Medical Students’ Attitudes, Perceptions, and Usage of Large Language Models in Education: A Questionnaire-based Study
Keywords:
Medical education, artificial intelligence, survey, GPTAbstract
Objectives: This study examined medical students’ attitudes, perceptions, and usage patterns of AI, particularly large language models (LLMs), in medical education. The goal was to explore how these tools are used for academic purposes and their potential integration into medical curricula.
Methods: A cross-sectional questionnaire was distributed to medical students across six academic years at a Portuguese institution during autumn 2024. Respondents rated their study habits, the relevance of digital resources, frequency of engagement with LLMs, trust in AI-generated content, and opinions on curricular integration.

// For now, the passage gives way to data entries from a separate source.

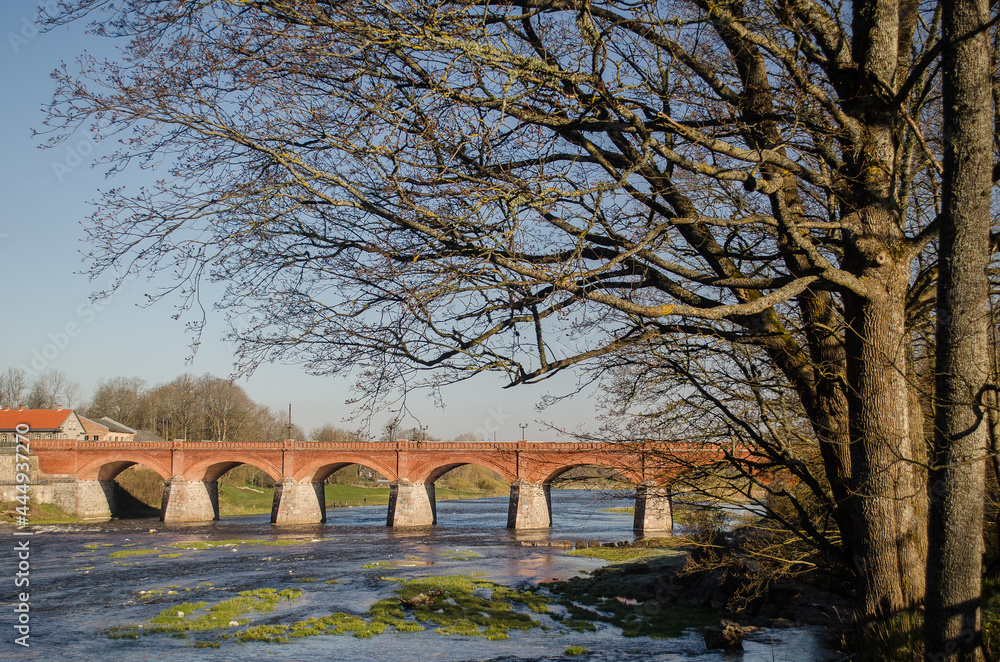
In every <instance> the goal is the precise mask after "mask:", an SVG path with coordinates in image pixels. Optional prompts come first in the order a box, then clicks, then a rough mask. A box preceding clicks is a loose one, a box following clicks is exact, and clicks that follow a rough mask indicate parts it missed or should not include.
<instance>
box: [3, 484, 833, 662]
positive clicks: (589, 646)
mask: <svg viewBox="0 0 1000 662" xmlns="http://www.w3.org/2000/svg"><path fill="white" fill-rule="evenodd" d="M552 502H553V520H554V523H553V527H552V528H551V530H545V531H536V532H514V531H509V530H507V529H506V528H505V524H506V513H507V499H505V498H494V499H478V500H475V501H448V502H441V503H440V504H439V509H438V521H439V524H438V525H437V526H435V527H426V528H420V529H410V530H408V529H390V528H387V527H386V526H385V508H384V507H379V506H367V507H356V508H348V509H338V510H334V511H331V512H330V513H329V521H328V522H327V523H326V524H324V525H297V526H283V527H275V526H273V525H271V524H270V523H269V520H268V517H267V516H266V515H261V516H256V517H241V518H233V519H223V520H221V521H218V522H213V523H208V524H163V523H160V522H155V521H143V520H131V521H115V522H104V523H87V524H81V525H72V526H58V527H42V528H41V530H40V531H39V532H38V534H37V535H36V536H34V537H33V539H32V545H33V547H32V575H31V599H32V621H31V625H32V630H31V644H32V646H31V648H29V649H20V647H17V650H12V649H14V648H15V647H14V646H13V645H12V644H11V645H9V646H6V647H5V648H6V650H3V649H0V658H2V659H8V658H9V659H15V658H16V659H19V660H60V661H65V660H92V659H94V658H97V657H106V656H110V657H112V658H114V659H116V660H120V661H122V662H131V661H138V660H142V661H147V660H157V659H161V660H212V661H216V660H218V661H221V660H233V659H242V660H260V659H273V660H309V661H310V662H314V661H315V660H317V659H337V660H373V661H378V660H386V661H392V662H400V661H401V660H404V661H405V660H447V661H449V662H455V661H461V660H499V659H505V660H555V659H564V658H562V653H563V651H564V650H565V649H566V648H568V647H570V646H583V647H584V648H587V649H590V650H592V651H593V652H592V653H590V654H588V655H586V656H581V657H580V658H577V659H585V660H598V661H605V660H607V661H609V662H610V661H612V660H613V661H616V662H617V661H621V660H640V659H641V660H654V661H671V662H676V661H678V660H688V659H695V660H698V661H699V662H700V661H706V662H708V661H712V662H714V661H716V660H723V659H733V658H732V657H729V658H726V657H725V656H723V655H721V654H718V653H707V652H706V651H705V649H704V644H703V643H702V640H701V637H700V636H699V635H697V634H696V633H692V634H691V635H690V636H687V637H683V638H681V639H674V640H652V639H647V638H631V639H626V638H623V637H622V636H621V635H620V631H619V630H618V629H617V628H614V627H611V626H608V625H603V624H599V625H598V629H597V631H596V632H587V633H578V632H573V631H566V630H565V629H561V628H560V627H559V626H558V624H557V623H555V622H552V621H547V619H546V618H545V617H542V619H541V620H543V621H545V622H546V624H547V625H550V626H552V629H550V630H542V629H540V628H536V629H534V630H530V631H523V632H521V631H512V632H511V637H510V639H509V640H506V641H488V640H486V639H484V638H479V637H462V636H449V637H445V636H442V635H439V634H435V633H434V632H433V630H432V629H428V631H425V632H413V633H387V634H383V635H381V636H378V637H375V638H372V639H355V638H353V637H350V636H320V637H312V638H307V639H298V640H292V642H290V643H287V644H260V643H246V644H237V643H234V642H231V641H223V642H222V645H221V647H220V648H218V649H211V648H199V649H195V648H193V638H192V639H188V640H185V639H174V638H171V637H169V636H168V635H158V636H149V637H142V638H140V639H139V640H137V641H128V640H109V639H107V638H105V637H104V636H103V635H98V634H95V632H96V631H97V630H100V629H103V628H105V627H108V626H110V625H116V624H125V623H130V622H134V623H141V622H143V621H146V620H147V619H149V618H150V617H152V616H154V615H155V614H157V613H158V612H160V611H161V610H163V609H166V608H168V607H172V606H175V605H177V604H180V603H182V602H185V601H205V602H209V603H210V604H214V603H216V602H218V601H221V600H225V599H228V598H231V597H233V596H234V595H235V594H236V593H237V592H239V591H242V590H248V589H256V588H263V587H268V588H275V589H278V590H281V589H285V588H299V589H302V590H303V592H304V593H303V596H302V598H300V599H299V600H297V601H295V602H293V603H287V604H282V605H280V606H279V607H278V609H276V610H275V611H274V612H273V613H271V614H259V615H256V616H255V617H254V618H255V620H256V622H257V623H269V622H275V623H291V622H294V621H297V620H302V619H306V618H310V617H313V616H325V615H328V614H330V613H332V612H335V611H346V612H350V613H357V614H361V613H363V612H364V611H365V610H366V609H367V608H368V607H369V606H370V605H371V604H372V603H374V602H376V601H377V600H379V599H381V598H385V597H387V596H390V595H392V593H393V590H394V589H395V586H396V584H395V582H392V581H388V580H386V579H385V577H388V576H393V577H403V578H414V577H421V576H429V575H445V574H468V573H472V572H478V573H484V574H485V576H486V578H487V579H490V580H493V581H496V582H499V583H502V584H506V585H510V586H518V585H524V584H527V583H532V582H537V581H540V580H550V579H565V578H569V577H571V576H574V575H577V574H578V573H579V572H580V571H581V570H587V571H590V570H593V569H594V568H597V567H599V566H600V565H602V564H603V563H602V562H601V561H597V560H593V559H587V558H582V557H573V556H568V555H567V554H566V553H565V551H566V550H565V549H564V548H559V547H548V546H524V545H522V544H521V543H522V542H524V541H529V542H535V543H547V542H550V541H558V540H602V541H612V540H625V539H631V538H632V531H631V526H632V521H631V518H630V517H628V516H625V515H622V514H620V513H610V512H603V510H602V509H606V508H612V507H619V506H627V505H629V501H628V499H627V498H614V497H611V496H609V495H606V494H596V493H594V492H587V491H582V490H556V491H553V493H552ZM150 527H155V528H156V529H157V533H155V534H151V533H149V532H148V530H149V528H150ZM227 540H235V541H239V542H238V543H236V544H230V545H228V546H221V547H214V548H209V549H202V550H196V549H187V548H178V547H176V545H178V544H181V543H213V542H216V543H217V542H220V541H227ZM303 540H304V541H306V542H301V543H300V544H294V545H284V546H268V545H260V544H252V543H254V542H272V541H303ZM147 549H155V550H157V551H156V552H154V553H150V554H143V555H125V554H118V555H117V556H116V557H112V553H113V552H119V553H121V552H134V551H141V550H147ZM161 554H164V555H168V554H180V555H179V556H172V557H171V556H163V557H161V556H160V555H161ZM4 562H5V563H6V564H7V566H6V567H7V570H8V572H7V575H8V576H12V575H13V571H12V570H10V567H11V560H10V557H9V556H6V557H5V561H4ZM365 566H368V567H365ZM303 579H312V580H315V581H310V582H305V581H302V580H303ZM327 581H331V582H337V583H327ZM170 587H174V588H170ZM139 591H163V593H160V594H156V595H155V597H154V598H152V599H150V598H147V597H143V596H140V594H139ZM168 591H176V594H169V593H168ZM12 597H13V596H11V598H12ZM8 622H10V621H9V620H8ZM9 631H11V632H12V631H13V630H12V629H10V630H9ZM771 634H772V633H767V636H770V635H771ZM773 635H774V640H773V644H772V641H771V640H770V639H763V640H759V641H750V642H748V643H747V650H746V651H745V652H744V653H743V654H742V656H741V657H739V658H736V659H741V660H744V661H745V662H757V661H759V662H765V661H767V662H770V661H772V660H775V661H777V662H781V661H782V660H784V661H792V660H794V661H808V660H821V659H826V656H825V655H824V653H823V651H822V647H821V646H820V645H819V643H818V641H819V639H818V632H817V631H816V630H813V629H796V630H780V631H774V632H773ZM208 637H209V635H199V637H198V638H199V639H207V638H208ZM12 639H13V636H12V635H11V636H10V637H9V640H10V641H12Z"/></svg>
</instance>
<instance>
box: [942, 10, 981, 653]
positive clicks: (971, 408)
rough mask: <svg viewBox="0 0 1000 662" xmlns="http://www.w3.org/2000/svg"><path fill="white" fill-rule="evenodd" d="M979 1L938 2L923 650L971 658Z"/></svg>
mask: <svg viewBox="0 0 1000 662" xmlns="http://www.w3.org/2000/svg"><path fill="white" fill-rule="evenodd" d="M988 21H989V4H988V2H987V0H954V1H953V2H949V3H945V6H944V15H943V23H942V25H943V31H944V39H945V42H946V44H947V45H946V47H945V48H944V50H943V58H942V65H943V69H944V72H945V76H944V90H943V92H944V94H943V105H944V126H945V135H946V136H948V137H950V140H948V141H947V142H946V143H945V145H946V147H945V157H944V169H945V172H944V178H943V179H944V186H943V196H942V197H943V204H944V209H943V213H942V215H941V232H940V242H941V243H940V257H939V280H938V318H937V363H936V376H937V379H936V389H935V396H936V412H935V418H934V421H935V434H934V463H933V465H932V467H931V482H930V495H931V511H930V514H931V526H930V540H929V542H930V556H929V559H928V564H927V583H928V593H927V618H926V642H927V648H926V659H928V660H938V661H940V660H979V659H982V658H981V652H980V650H979V646H980V643H981V640H982V632H981V629H980V613H979V605H980V597H981V586H982V585H981V581H982V579H981V575H982V550H983V531H982V527H983V498H984V494H985V492H984V489H985V475H984V466H985V462H984V459H985V452H986V433H987V424H986V421H985V417H984V411H983V408H982V404H981V403H982V402H983V399H984V397H983V396H984V389H985V387H986V385H987V383H988V379H989V374H988V365H989V363H988V356H987V353H986V347H987V333H986V320H987V306H986V296H987V275H986V269H987V267H988V263H989V233H990V189H991V188H992V165H993V164H992V135H991V130H992V126H993V123H992V119H993V117H992V115H993V113H992V94H991V87H990V85H991V78H990V60H989V40H988V33H987V31H986V29H985V27H986V25H987V23H988Z"/></svg>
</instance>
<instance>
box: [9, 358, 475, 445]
mask: <svg viewBox="0 0 1000 662" xmlns="http://www.w3.org/2000/svg"><path fill="white" fill-rule="evenodd" d="M82 393H83V389H82V387H81V386H80V384H78V383H77V382H74V381H72V380H70V379H69V378H68V377H67V376H66V374H65V373H64V372H62V371H60V370H49V371H47V372H43V373H39V374H37V375H35V376H31V375H29V374H28V372H27V371H26V370H25V369H24V368H13V367H11V368H7V369H6V370H5V371H4V372H3V373H0V407H9V408H16V407H18V406H20V405H24V406H25V407H27V408H29V409H54V408H56V407H60V406H61V407H65V408H67V409H77V410H79V412H80V413H81V414H83V415H84V416H86V417H88V418H92V419H97V418H101V417H103V416H107V417H109V418H111V419H114V420H116V421H118V422H119V423H122V424H123V425H127V426H128V427H130V428H134V429H136V430H151V431H153V432H156V434H158V435H160V436H161V437H163V438H164V439H187V440H190V441H275V440H279V439H298V440H307V439H308V440H310V441H324V442H348V441H375V440H377V441H398V440H401V439H408V440H413V441H439V440H440V439H439V438H438V437H434V436H431V435H429V434H427V428H426V426H424V427H421V426H414V427H408V428H407V427H403V425H402V424H401V422H400V419H399V418H398V417H397V418H393V419H392V420H390V421H389V422H387V423H386V424H385V425H384V426H383V427H382V430H381V434H380V435H378V436H373V435H371V434H369V433H367V432H366V431H364V430H347V429H344V428H341V427H337V426H335V425H333V424H330V423H327V424H324V425H322V426H320V427H317V428H313V430H312V431H311V432H310V433H309V435H306V433H305V431H304V430H303V429H302V428H300V427H299V426H297V425H294V424H293V425H291V426H289V424H288V418H287V415H286V414H285V413H284V412H280V411H275V410H272V409H269V408H268V407H267V406H265V405H262V404H259V403H257V402H254V400H253V399H252V398H251V397H250V396H249V395H247V392H246V391H245V390H244V389H243V388H242V387H241V386H239V385H237V384H235V383H234V382H232V381H230V380H228V379H223V378H221V377H215V376H213V375H209V374H205V375H202V376H200V377H198V376H195V375H192V374H183V375H180V376H179V377H177V378H175V379H173V380H171V381H169V382H165V383H162V384H157V385H155V386H149V385H148V384H147V383H146V380H144V379H142V378H141V377H111V378H106V379H101V380H100V381H99V382H98V383H97V386H96V388H95V389H94V393H93V396H92V397H91V398H90V400H85V399H84V398H83V396H82ZM477 439H478V438H477V437H476V436H475V435H474V434H472V433H464V434H461V435H458V436H457V437H455V441H470V440H473V441H474V440H477Z"/></svg>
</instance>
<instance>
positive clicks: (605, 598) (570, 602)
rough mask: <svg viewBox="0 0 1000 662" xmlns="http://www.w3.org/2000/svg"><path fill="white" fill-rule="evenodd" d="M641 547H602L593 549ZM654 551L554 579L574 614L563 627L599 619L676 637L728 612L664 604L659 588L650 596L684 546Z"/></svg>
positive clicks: (664, 636) (562, 624)
mask: <svg viewBox="0 0 1000 662" xmlns="http://www.w3.org/2000/svg"><path fill="white" fill-rule="evenodd" d="M636 549H637V548H619V547H601V548H597V549H596V550H594V551H602V550H612V551H619V550H633V551H636ZM640 549H641V548H640ZM579 551H591V550H579ZM650 551H653V552H658V554H655V555H648V556H646V557H644V558H642V559H641V560H638V561H635V560H634V557H633V562H631V563H630V562H622V563H617V564H614V565H609V566H606V567H604V568H598V569H596V570H594V571H593V572H592V574H591V575H590V576H589V577H573V578H571V579H569V580H566V581H562V582H552V583H550V584H549V585H548V587H549V590H550V591H551V592H552V593H553V594H554V595H556V596H558V598H559V603H560V604H561V605H563V606H564V607H565V608H566V610H567V611H568V612H569V618H567V619H564V620H562V621H561V625H563V626H564V627H568V628H570V629H573V630H578V631H583V630H589V629H591V627H593V624H594V623H595V622H605V623H610V624H611V625H615V626H617V627H620V628H621V629H622V635H623V636H626V637H638V636H648V637H653V638H674V637H679V636H681V635H682V634H683V633H684V630H685V629H686V628H691V627H700V626H704V625H709V624H711V623H713V622H718V620H719V618H720V617H721V616H723V614H722V613H721V612H718V611H714V610H711V609H694V608H691V607H686V606H680V605H679V604H674V603H673V602H665V603H660V602H659V601H657V600H656V599H655V591H652V593H653V594H652V595H651V591H650V586H656V585H657V582H659V581H661V580H662V578H663V577H665V576H666V575H667V574H668V573H669V572H671V571H674V570H676V569H677V568H679V567H680V565H681V562H682V560H683V558H684V550H673V551H671V550H667V549H654V550H650Z"/></svg>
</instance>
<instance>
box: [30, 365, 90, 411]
mask: <svg viewBox="0 0 1000 662" xmlns="http://www.w3.org/2000/svg"><path fill="white" fill-rule="evenodd" d="M79 396H80V385H79V384H77V383H76V382H74V381H70V379H69V378H68V377H67V376H66V373H64V372H63V371H62V370H47V371H45V372H43V373H41V374H39V375H38V376H37V377H35V379H34V380H33V381H32V383H31V389H30V390H29V391H28V398H27V401H28V402H27V404H28V407H30V408H31V409H54V408H56V407H67V408H71V407H73V406H74V405H75V404H76V401H77V399H78V398H79Z"/></svg>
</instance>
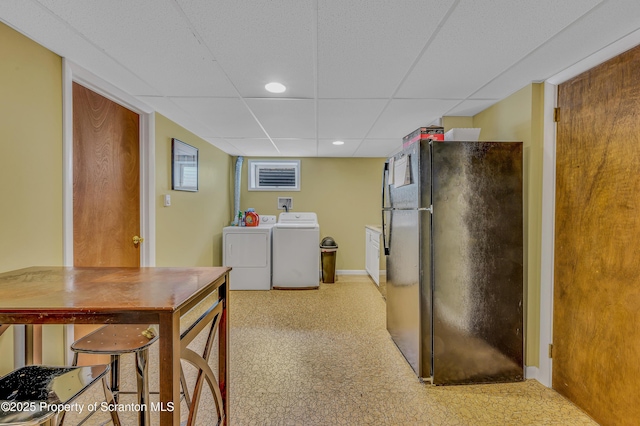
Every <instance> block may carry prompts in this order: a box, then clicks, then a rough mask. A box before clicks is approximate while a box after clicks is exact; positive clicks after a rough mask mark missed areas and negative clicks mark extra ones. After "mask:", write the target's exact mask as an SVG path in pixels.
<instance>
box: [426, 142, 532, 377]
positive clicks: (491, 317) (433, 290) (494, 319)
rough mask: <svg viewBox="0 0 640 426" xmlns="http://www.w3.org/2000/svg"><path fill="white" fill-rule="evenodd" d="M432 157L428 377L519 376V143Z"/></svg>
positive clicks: (439, 150) (520, 349)
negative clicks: (432, 270) (431, 354)
mask: <svg viewBox="0 0 640 426" xmlns="http://www.w3.org/2000/svg"><path fill="white" fill-rule="evenodd" d="M432 158H433V163H432V168H433V188H432V191H433V209H434V210H433V218H432V220H433V229H432V234H433V235H432V236H433V268H434V270H433V274H434V290H433V315H434V319H433V333H434V347H433V357H434V361H433V362H434V366H433V368H434V384H452V383H488V382H505V381H518V380H523V379H524V374H523V373H524V372H523V304H522V303H523V221H522V143H520V142H513V143H509V142H446V143H434V144H433V157H432Z"/></svg>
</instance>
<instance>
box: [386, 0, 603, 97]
mask: <svg viewBox="0 0 640 426" xmlns="http://www.w3.org/2000/svg"><path fill="white" fill-rule="evenodd" d="M600 2H601V0H585V1H583V0H571V1H561V2H560V1H557V0H540V1H536V2H522V1H513V0H493V1H491V2H478V1H463V2H461V3H459V5H458V7H457V8H456V10H455V11H454V12H453V14H452V15H451V16H450V18H449V19H448V21H447V23H446V25H445V26H444V27H443V28H442V29H441V30H440V32H439V33H438V35H437V36H436V38H435V39H434V41H433V44H432V45H431V46H429V48H428V49H427V51H426V52H425V55H424V56H423V57H422V59H421V60H420V62H419V63H418V65H417V66H416V67H415V69H414V70H413V71H412V73H411V75H410V76H409V77H408V78H407V80H406V81H405V83H404V84H403V85H402V87H401V89H400V90H399V92H398V96H399V97H407V98H408V97H414V98H427V97H437V98H466V97H467V96H469V95H471V94H472V93H474V92H475V91H476V90H478V89H479V88H480V87H482V86H483V85H484V84H485V83H486V82H487V81H489V80H491V79H493V78H495V77H496V76H498V75H499V74H501V73H502V72H504V71H505V70H506V69H508V68H509V67H511V66H512V65H514V64H515V63H517V62H518V61H520V60H522V59H523V58H524V57H525V56H526V55H527V54H529V53H530V52H532V51H533V50H535V49H536V48H537V47H538V46H540V45H541V44H543V43H545V42H546V41H547V40H549V39H550V38H551V37H553V36H554V35H556V34H557V33H559V32H560V31H562V30H563V29H564V28H566V27H567V26H568V25H570V24H571V23H572V22H574V21H575V20H577V19H578V18H580V17H581V16H582V15H583V14H585V13H586V12H588V11H589V10H590V9H592V8H593V7H594V6H596V5H597V4H598V3H600ZM436 64H437V65H436Z"/></svg>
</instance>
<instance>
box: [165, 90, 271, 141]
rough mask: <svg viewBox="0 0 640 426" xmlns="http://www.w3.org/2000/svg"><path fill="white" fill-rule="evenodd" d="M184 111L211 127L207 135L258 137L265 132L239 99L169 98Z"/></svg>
mask: <svg viewBox="0 0 640 426" xmlns="http://www.w3.org/2000/svg"><path fill="white" fill-rule="evenodd" d="M170 99H171V100H172V101H173V102H175V104H176V105H177V106H179V107H180V108H182V109H183V110H184V111H185V112H186V113H188V114H190V115H191V116H192V117H193V118H195V119H197V120H198V121H200V122H201V123H203V124H205V125H207V127H209V128H210V129H211V133H210V134H209V135H208V136H214V137H221V138H260V137H264V136H265V134H264V132H263V131H262V129H261V128H260V126H258V123H256V120H255V119H254V118H253V116H251V114H250V113H249V110H248V109H247V107H246V106H245V105H244V104H243V103H242V101H241V100H240V99H235V98H179V97H174V98H170Z"/></svg>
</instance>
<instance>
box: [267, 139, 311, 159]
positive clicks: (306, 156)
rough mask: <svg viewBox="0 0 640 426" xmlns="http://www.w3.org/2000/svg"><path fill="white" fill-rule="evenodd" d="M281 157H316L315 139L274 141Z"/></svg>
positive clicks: (275, 139) (302, 139) (287, 139)
mask: <svg viewBox="0 0 640 426" xmlns="http://www.w3.org/2000/svg"><path fill="white" fill-rule="evenodd" d="M273 141H274V142H275V143H276V146H277V147H278V149H279V150H280V155H281V156H283V157H317V156H318V146H317V144H316V141H315V139H274V140H273Z"/></svg>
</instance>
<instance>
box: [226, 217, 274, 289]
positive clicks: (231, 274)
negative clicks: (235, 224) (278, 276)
mask: <svg viewBox="0 0 640 426" xmlns="http://www.w3.org/2000/svg"><path fill="white" fill-rule="evenodd" d="M275 223H276V217H275V216H269V215H260V222H259V225H258V226H226V227H224V228H223V229H222V264H223V265H224V266H230V267H231V268H232V269H231V275H230V277H229V284H230V285H229V289H230V290H271V235H272V232H271V231H272V229H273V226H274V225H275Z"/></svg>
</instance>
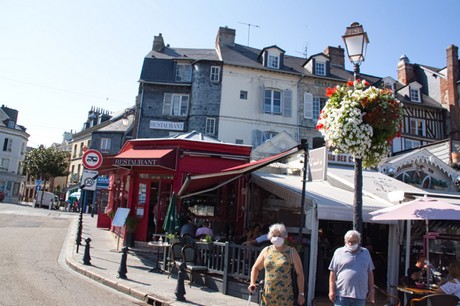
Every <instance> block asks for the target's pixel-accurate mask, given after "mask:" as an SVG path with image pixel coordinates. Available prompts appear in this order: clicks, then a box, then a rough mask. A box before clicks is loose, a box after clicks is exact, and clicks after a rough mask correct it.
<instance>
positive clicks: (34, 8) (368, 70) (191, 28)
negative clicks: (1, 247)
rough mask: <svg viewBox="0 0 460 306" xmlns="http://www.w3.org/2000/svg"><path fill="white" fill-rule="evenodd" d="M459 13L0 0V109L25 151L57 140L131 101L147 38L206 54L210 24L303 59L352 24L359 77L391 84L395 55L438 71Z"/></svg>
mask: <svg viewBox="0 0 460 306" xmlns="http://www.w3.org/2000/svg"><path fill="white" fill-rule="evenodd" d="M459 14H460V1H459V0H440V1H432V0H418V1H415V0H414V1H409V0H387V1H343V0H329V1H324V0H286V1H279V0H276V1H274V0H183V1H179V0H164V1H163V0H78V1H70V0H41V1H37V0H0V104H1V105H5V106H8V107H10V108H13V109H16V110H18V111H19V117H18V124H20V125H23V126H24V127H26V129H27V130H26V131H27V133H28V134H29V135H30V136H29V141H28V146H30V147H38V146H39V145H40V144H43V145H45V146H46V147H48V146H50V145H51V144H52V143H55V142H57V143H61V142H62V139H63V134H64V132H73V133H75V132H79V131H81V129H82V127H83V123H84V122H85V120H86V119H87V115H88V111H89V110H90V109H91V107H97V108H100V109H104V110H107V111H111V112H114V113H117V112H119V111H122V110H123V109H125V108H128V107H130V106H133V105H134V103H135V98H136V95H137V93H138V86H139V83H138V80H139V76H140V72H141V68H142V63H143V58H144V57H145V55H147V53H148V52H149V51H150V50H151V48H152V43H153V37H154V36H155V35H158V34H159V33H162V35H163V38H164V40H165V44H169V45H170V46H171V47H180V48H206V49H213V48H214V45H215V39H216V34H217V31H218V29H219V27H220V26H228V27H229V28H232V29H235V30H236V43H238V44H242V45H248V43H249V45H250V46H251V47H254V48H259V49H262V48H264V47H267V46H271V45H277V46H278V47H280V48H281V49H283V50H285V51H286V53H287V54H288V55H291V56H299V57H303V56H305V53H306V54H307V56H311V55H313V54H317V53H320V52H322V51H323V50H324V48H326V47H327V46H338V45H341V46H342V47H344V43H343V41H342V35H343V34H344V33H345V29H346V27H347V26H349V25H350V24H351V23H352V22H354V21H357V22H359V23H361V24H362V25H363V27H364V30H365V31H366V32H367V34H368V36H369V41H370V43H369V45H368V49H367V57H366V59H365V62H364V63H362V65H361V72H362V73H368V74H372V75H376V76H381V77H385V76H391V77H393V78H394V79H397V63H398V60H399V58H400V56H401V55H403V54H405V55H407V57H408V58H409V60H410V61H411V62H412V63H418V64H424V65H428V66H433V67H438V68H443V67H445V66H446V48H447V47H448V46H449V45H451V44H454V45H456V46H460V32H459V26H458V16H459ZM248 24H249V25H251V26H248ZM346 68H347V69H350V70H351V69H352V68H351V64H350V63H349V62H348V61H347V60H346Z"/></svg>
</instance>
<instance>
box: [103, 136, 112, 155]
mask: <svg viewBox="0 0 460 306" xmlns="http://www.w3.org/2000/svg"><path fill="white" fill-rule="evenodd" d="M111 146H112V138H101V152H103V153H108V152H110V147H111Z"/></svg>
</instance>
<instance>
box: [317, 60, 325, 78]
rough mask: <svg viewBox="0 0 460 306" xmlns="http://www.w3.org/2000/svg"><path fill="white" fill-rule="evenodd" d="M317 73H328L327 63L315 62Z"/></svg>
mask: <svg viewBox="0 0 460 306" xmlns="http://www.w3.org/2000/svg"><path fill="white" fill-rule="evenodd" d="M315 74H316V75H326V63H325V62H318V61H316V62H315Z"/></svg>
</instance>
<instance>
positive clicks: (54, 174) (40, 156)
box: [24, 145, 69, 207]
mask: <svg viewBox="0 0 460 306" xmlns="http://www.w3.org/2000/svg"><path fill="white" fill-rule="evenodd" d="M68 157H69V153H68V152H66V151H60V150H57V149H56V148H54V147H49V148H45V147H44V146H43V145H40V146H39V147H38V148H37V149H34V150H32V151H30V152H29V153H27V154H26V157H25V160H24V170H25V171H26V172H27V173H29V174H30V175H32V176H33V177H35V178H36V179H41V180H42V181H43V182H44V184H43V186H46V182H47V181H49V180H50V179H51V178H54V177H58V176H66V175H68V174H69V171H68V169H69V158H68ZM43 195H44V192H42V199H43ZM42 199H41V200H40V207H41V203H42Z"/></svg>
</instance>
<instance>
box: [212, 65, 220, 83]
mask: <svg viewBox="0 0 460 306" xmlns="http://www.w3.org/2000/svg"><path fill="white" fill-rule="evenodd" d="M210 79H211V82H215V83H217V82H219V80H220V67H219V66H211V76H210Z"/></svg>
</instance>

Results: A total of 306 students (13.4% response rate) completed the survey. AI was used by 87% of respondents, primarily for resolving theoretical doubts (84%), while its application in complex academic tasks was limited. Freely available models (GPT-3.5) were the most commonly used, whereas only 17% had experience with paid versions such as GPT-4. Trust in AI-generated clinical recommendations was low, with only 16% considering them reliable in a clinical case-based scenario. Limited familiarity (69%) and cost (58%) were identified as key barriers to broader adoption. No substantial evidence suggested widespread use of AI for academic misconduct. Despite scepticism regarding its reliability in clinical contexts, most respondents supported AI integration into the curriculum, with 65% favouring an optional course.
Significance: Students frequently use AI for theoretical learning but remain sceptical of its reliability in medical decision-making. Addressing concerns through AI literacy and reducing cost barriers may encourage responsible adoption in medical education.